Только вот никаких ответов мамаша-Пежо и удивленный батюшка так и не дождались. Баба из Майбаха, злая и красная, как из бани, даже на них не взглянула. Сделала лицо кирпичом, рявкнула своим взмыленным коммандос не отставать и погнала дальше по проходу. Шагала она странно, коряво загребая ногами, загривок сзади у нее был мокрый, а пиджак на спине весь мятый, и ни на какого Терминатора была сейчас не похожа. Но выглядела почему-то еще опасней, и даже так, со спины, было ясно, что гнаться за ней без толку и только себе дороже, и это почуяли все, включая мамочку-Пежо. И потому, к большому облегчению лейтенанта, стремный отряд Апокалипсиса со стремным своим арсеналом просто проследовал мимо — неровным строем и безо всяких мрачных пророчеств. А затем судьба сделала лейтенанту еще один внезапный подарок: козлина-Кабриолет, который тоже успел разжиться дробовиком, вывернулся из объятий своей нежной подруги, наспех чмокнул ее в ухо и, что-то обещая через плечо, потараканил следом.

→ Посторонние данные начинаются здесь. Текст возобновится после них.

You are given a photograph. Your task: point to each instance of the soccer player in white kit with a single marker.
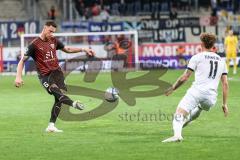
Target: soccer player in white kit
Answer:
(209, 69)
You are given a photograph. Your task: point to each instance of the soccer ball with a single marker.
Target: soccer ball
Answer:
(111, 94)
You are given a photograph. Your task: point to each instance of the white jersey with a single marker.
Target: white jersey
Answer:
(208, 68)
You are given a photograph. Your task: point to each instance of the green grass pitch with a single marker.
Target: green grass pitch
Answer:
(24, 115)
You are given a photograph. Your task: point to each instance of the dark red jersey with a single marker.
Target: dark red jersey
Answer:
(44, 54)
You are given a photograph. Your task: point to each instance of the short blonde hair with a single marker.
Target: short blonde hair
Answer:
(208, 40)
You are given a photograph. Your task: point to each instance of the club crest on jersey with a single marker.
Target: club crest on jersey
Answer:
(52, 46)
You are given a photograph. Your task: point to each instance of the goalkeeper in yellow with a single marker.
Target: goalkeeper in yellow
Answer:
(231, 47)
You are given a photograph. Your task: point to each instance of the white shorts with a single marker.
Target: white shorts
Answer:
(194, 98)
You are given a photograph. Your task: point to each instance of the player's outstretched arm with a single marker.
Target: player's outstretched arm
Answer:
(89, 51)
(18, 80)
(181, 80)
(225, 94)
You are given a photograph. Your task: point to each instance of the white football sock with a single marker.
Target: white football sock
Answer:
(178, 124)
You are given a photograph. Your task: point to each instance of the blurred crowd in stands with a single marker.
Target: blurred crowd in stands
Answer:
(90, 8)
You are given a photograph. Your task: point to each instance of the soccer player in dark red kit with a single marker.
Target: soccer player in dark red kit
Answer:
(43, 51)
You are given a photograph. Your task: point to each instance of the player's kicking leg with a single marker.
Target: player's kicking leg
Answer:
(60, 99)
(194, 114)
(177, 123)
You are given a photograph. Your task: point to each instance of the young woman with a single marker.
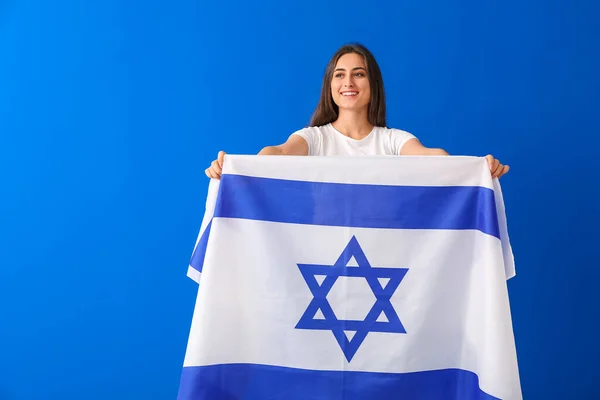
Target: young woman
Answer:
(350, 118)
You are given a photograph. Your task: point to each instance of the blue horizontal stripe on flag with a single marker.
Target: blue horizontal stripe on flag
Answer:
(252, 381)
(358, 205)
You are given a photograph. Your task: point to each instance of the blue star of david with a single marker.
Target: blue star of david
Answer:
(338, 326)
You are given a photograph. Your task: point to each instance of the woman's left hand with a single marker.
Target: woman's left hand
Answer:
(496, 168)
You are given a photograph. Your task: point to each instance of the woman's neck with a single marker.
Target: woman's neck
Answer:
(355, 125)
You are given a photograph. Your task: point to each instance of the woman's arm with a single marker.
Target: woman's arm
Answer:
(414, 148)
(294, 146)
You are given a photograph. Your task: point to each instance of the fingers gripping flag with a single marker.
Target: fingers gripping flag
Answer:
(352, 278)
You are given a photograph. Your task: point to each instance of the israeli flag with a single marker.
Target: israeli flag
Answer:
(352, 278)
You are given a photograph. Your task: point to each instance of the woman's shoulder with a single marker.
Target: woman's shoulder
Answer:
(392, 131)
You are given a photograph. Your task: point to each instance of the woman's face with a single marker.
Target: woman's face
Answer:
(350, 87)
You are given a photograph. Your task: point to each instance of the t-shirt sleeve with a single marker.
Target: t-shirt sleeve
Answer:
(312, 137)
(399, 138)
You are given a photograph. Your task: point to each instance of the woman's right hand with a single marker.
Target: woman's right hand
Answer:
(216, 167)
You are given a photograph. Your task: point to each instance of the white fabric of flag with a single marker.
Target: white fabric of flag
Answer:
(352, 278)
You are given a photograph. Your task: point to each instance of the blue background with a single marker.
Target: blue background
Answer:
(111, 110)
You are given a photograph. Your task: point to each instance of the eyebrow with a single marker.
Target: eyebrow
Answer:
(353, 69)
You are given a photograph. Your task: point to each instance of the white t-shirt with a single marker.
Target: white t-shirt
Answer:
(327, 141)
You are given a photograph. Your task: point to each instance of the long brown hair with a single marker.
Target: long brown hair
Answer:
(327, 111)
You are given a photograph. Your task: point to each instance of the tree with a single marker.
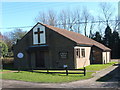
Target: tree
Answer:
(98, 37)
(115, 44)
(86, 17)
(3, 49)
(107, 12)
(16, 35)
(12, 37)
(107, 39)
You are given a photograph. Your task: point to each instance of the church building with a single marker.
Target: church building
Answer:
(45, 46)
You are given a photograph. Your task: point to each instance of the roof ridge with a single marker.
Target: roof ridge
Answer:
(76, 37)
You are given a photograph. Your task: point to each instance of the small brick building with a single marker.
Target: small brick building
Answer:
(46, 46)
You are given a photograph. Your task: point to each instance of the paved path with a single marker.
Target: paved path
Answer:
(89, 83)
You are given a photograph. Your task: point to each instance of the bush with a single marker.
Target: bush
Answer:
(7, 60)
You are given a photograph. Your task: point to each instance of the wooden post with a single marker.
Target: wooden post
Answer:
(84, 71)
(32, 69)
(66, 71)
(47, 71)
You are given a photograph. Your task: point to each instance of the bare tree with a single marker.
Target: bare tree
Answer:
(86, 17)
(107, 12)
(52, 20)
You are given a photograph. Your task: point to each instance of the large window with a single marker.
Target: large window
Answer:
(83, 52)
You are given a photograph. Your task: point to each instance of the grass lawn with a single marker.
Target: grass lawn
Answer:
(97, 67)
(40, 77)
(53, 78)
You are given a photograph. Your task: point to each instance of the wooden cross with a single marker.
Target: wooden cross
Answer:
(38, 32)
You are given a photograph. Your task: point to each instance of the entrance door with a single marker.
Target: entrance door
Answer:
(40, 59)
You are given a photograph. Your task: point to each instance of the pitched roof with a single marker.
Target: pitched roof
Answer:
(76, 37)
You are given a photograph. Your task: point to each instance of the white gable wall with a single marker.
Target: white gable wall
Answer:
(42, 35)
(106, 57)
(82, 61)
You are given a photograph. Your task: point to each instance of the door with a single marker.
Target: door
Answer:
(40, 59)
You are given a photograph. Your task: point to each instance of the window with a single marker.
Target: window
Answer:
(78, 53)
(83, 52)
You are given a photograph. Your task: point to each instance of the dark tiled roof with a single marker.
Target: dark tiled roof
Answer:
(78, 38)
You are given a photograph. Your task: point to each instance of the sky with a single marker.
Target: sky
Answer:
(20, 14)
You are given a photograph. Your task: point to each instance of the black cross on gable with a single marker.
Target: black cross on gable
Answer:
(38, 32)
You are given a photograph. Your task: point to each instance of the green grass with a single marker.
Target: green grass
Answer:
(46, 78)
(54, 78)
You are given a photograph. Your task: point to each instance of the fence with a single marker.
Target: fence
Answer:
(66, 71)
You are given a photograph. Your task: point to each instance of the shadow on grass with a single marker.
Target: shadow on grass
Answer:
(9, 67)
(111, 76)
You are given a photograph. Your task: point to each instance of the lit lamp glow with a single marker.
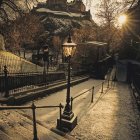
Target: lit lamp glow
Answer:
(68, 121)
(69, 49)
(122, 19)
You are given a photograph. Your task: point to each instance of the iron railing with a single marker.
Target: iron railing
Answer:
(11, 83)
(33, 107)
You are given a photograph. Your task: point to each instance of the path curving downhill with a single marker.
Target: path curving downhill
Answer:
(112, 116)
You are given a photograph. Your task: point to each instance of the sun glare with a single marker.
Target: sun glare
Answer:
(122, 19)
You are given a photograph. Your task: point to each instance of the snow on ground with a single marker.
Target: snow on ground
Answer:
(113, 116)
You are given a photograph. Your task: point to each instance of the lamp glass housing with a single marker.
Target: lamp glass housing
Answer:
(69, 49)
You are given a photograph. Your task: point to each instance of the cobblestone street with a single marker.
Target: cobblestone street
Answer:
(112, 116)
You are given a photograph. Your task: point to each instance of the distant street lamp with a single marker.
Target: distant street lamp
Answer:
(122, 19)
(68, 121)
(45, 59)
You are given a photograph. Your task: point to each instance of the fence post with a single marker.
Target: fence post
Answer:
(34, 122)
(92, 94)
(6, 81)
(108, 83)
(102, 90)
(71, 103)
(60, 108)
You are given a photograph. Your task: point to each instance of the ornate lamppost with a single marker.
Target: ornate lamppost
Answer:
(45, 59)
(68, 120)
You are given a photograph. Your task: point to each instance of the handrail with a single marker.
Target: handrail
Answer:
(81, 93)
(33, 107)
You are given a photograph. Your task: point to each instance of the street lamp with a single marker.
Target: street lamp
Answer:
(68, 120)
(45, 59)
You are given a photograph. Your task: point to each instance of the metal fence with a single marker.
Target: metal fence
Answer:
(33, 107)
(16, 82)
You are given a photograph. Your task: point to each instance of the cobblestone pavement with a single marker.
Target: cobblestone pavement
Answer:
(112, 116)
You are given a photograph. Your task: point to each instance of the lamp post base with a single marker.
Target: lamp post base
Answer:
(66, 125)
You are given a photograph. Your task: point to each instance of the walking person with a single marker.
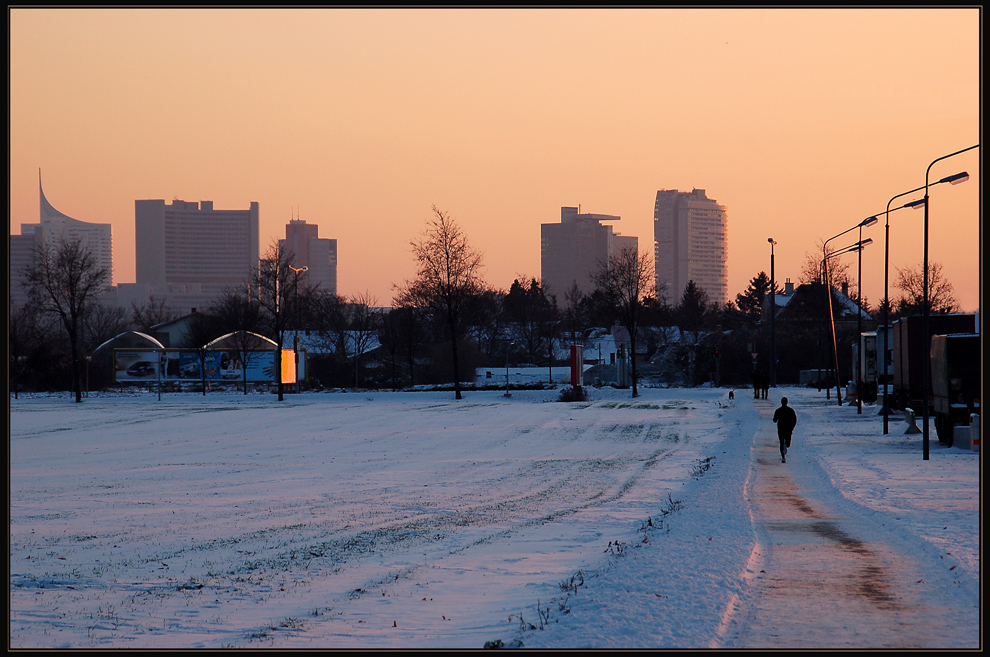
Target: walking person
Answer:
(786, 419)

Самым последним ушел очкастый инженер, хотя ему-то идти явно никуда не хотелось. Вид у него стал теперь не просто несчастный, а какой-то уже предсмертный, словно его вели на расстрел, но он все-таки ушел, как и его дочка, а сердитая инженерша, наоборот, осталась и принялась выгружать сумки. Причем не в багажник, а прямо на асфальт в проходе между Тойотой и патрульным автомобилем.

— Может кто-нибудь объяснить нам? — спросила мамочка из Пежо. — Мы вообще-то имеем право. Что происходит? — голос у нее был неожиданно тонкий и слабый, детский.

Инженерша не отвечала и свирепо стучала банками. Среди этикеток мелькнула несладкая польская вишня.

— Я тебе овощей взяла, — сказала жена-Патриот. — Морковка там, свекла, еще чего-то. Знаешь, кубиками такие, в суп, несоленые вроде. Ест он овощи у тебя? ПОНЕДЕЛЬНИК, 7 ИЮЛЯ, 21:42

Сильнее всего маленького стоматолога из зеленой Шкоды Рапид к половине десятого вечера мучила спина. Все остальное тоже было невыносимо: жара, прилипшая к телу рубашка, зловонный воздух, и собственный нечистый запах, и страх. Он давно уже догадался, что это не кончится никогда и что выбраться из этого адского места нельзя, и ему было очень страшно. Правда, очень. Но спина болела так, словно кто-то вставил ему в крестец железную спицу и давил на нее сверху, раздвигая позвонки, так что думать он мог сейчас только про ибупрофен. Две таблетки. Нет, три — и лечь. Набок или навзничь, вытянуть ноги или согнуть. Иногда помогало задрать руку за голову, как-нибудь вывернуть шею и найти-таки позу, чтобы боль отпустила. Иногда не помогало ничего, кроме новокаиновой блокады.